Irish gloom girls among highlights at CMJ

Members of the Irish Band “September Girls” perform in New York at the annual CMJ Music Marathon, which provides a stage to emerging artists vying for greater recognition in the industry.

Members of the Irish Band “September Girls” perform in New York at the annual CMJ Music Marathon, which provides a stage to emerging artists vying for greater recognition in the industry.

NEW YORK: More than 1,300 musicians descended on New York for the annual CMJ Music Marathon, which provides a stage to emerging artists vying for greater recognition in the industry.

While the number of music festivals has soared in recent years, 33-year-old CMJ — originally named for the College Music Journal — is credited with helping discover artists who quickly became big including Lady Gaga, Arcade Fire and, much earlier, R.E.M.

No selection can be exhaustive, but here are some highlights from CMJ which ran over five days through Saturday at clubs across New York:

With a hazy guitar reverb, dominating bass-lines and a touch of psychedelia in the keyboards, the Dublin-based September Girls conjure up a landscape of overcast skies but framed through pop melodies.

All but one member of the five-woman band takes turns on vocals, with songs on the debut album, “Cursing the Sea,” revolving as often as not around relationship dysfunction. “How long must I be lost at sea? Take these pills and swallow me,” runs the pop-catchy chorus of “Ships,” set to a shoegazing guitar that could have come from The Jesus and Mary Chain.

“We all kind of have pop sensibilities but are more interested in the darker side of it,” guitarist Caoimhe Derwin told AFP after one of September Girls’ seven shows at CMJ.

Fellow guitarist Jessie Ward, who unlike her Irish bandmates is a transplant from California, said the sound had a “dirtiness and the darkness (that) is part of the Irishness.”

“We write pop songs, but we think a straightforward pop song is a bit boring,” Ward said.

“Loom,” the first album from Austin, Texas-based Pompeii in six years, starts gently with melancholic piano chords before sweeping strings foreshadow a bigger sound to come. The title song gradually climaxes into the ferocity of frontman Dean Stafford’s guitar.

The band bears a strong resemblance to Icelandic post-rock icons Sigur Ros, except Pompeii crafts its sound into concize rock tunes with vocals. “I was 19 when the band started in ‘04 and now I’m 30, so basically we’ve reached the point where the band went through this necessary puberty,” Stafford told AFP after a CMJ show.

“We had to take this time to figure out — how do we want to change the sound?
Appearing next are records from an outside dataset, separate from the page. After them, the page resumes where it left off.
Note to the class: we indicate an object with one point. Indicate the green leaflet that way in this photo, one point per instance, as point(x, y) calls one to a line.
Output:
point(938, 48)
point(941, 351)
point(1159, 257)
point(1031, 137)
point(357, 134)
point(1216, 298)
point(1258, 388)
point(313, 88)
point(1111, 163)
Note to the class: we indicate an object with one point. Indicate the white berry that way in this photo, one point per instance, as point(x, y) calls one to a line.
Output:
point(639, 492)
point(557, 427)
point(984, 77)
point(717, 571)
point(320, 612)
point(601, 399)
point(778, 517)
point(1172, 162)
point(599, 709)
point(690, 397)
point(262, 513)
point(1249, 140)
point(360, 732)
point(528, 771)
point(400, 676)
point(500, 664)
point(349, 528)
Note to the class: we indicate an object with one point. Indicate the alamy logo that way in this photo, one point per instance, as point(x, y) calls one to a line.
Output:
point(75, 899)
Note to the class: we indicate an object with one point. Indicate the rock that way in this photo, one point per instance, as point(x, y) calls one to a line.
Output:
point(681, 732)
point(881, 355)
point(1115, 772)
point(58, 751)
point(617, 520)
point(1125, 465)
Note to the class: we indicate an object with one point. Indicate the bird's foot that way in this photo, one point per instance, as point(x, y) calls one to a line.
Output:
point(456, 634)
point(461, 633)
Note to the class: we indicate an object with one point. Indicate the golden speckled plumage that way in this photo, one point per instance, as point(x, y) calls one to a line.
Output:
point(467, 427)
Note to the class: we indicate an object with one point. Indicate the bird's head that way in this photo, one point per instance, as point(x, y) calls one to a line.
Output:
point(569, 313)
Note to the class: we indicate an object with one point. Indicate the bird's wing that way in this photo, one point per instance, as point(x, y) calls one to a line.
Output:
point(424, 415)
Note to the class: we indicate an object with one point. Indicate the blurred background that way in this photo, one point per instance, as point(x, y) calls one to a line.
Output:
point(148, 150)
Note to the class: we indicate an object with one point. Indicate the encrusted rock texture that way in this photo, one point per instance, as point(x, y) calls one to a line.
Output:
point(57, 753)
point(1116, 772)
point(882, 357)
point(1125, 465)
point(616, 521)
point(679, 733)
Because we felt we were a little melodramatic in the early days,” he said.

For “Loom,” the band’s third album, Pompeii tapped the Tosca String Quartet, which had its start as a popular tango orchestra in Austin; guitarist/keyboardist Erik Johnson brought in analog synthesizers.

Stafford voiced hope that Pompeii would work on soundtracks, saying: “We’re a very cinematic band by nature.”

Pompeii had a taste of cinematic drama as it filmed a video to be released for the song “Blueprint,” in which the band went to a ranch and blew up an old Honda Accord.

Ballet School’s rhythm section could have come straight from the 1980s, with a synth bass line that Whitney Houston would have danced to, but the Berlin-based band is defined by the soaring voice and presence of singer Rosie Blair.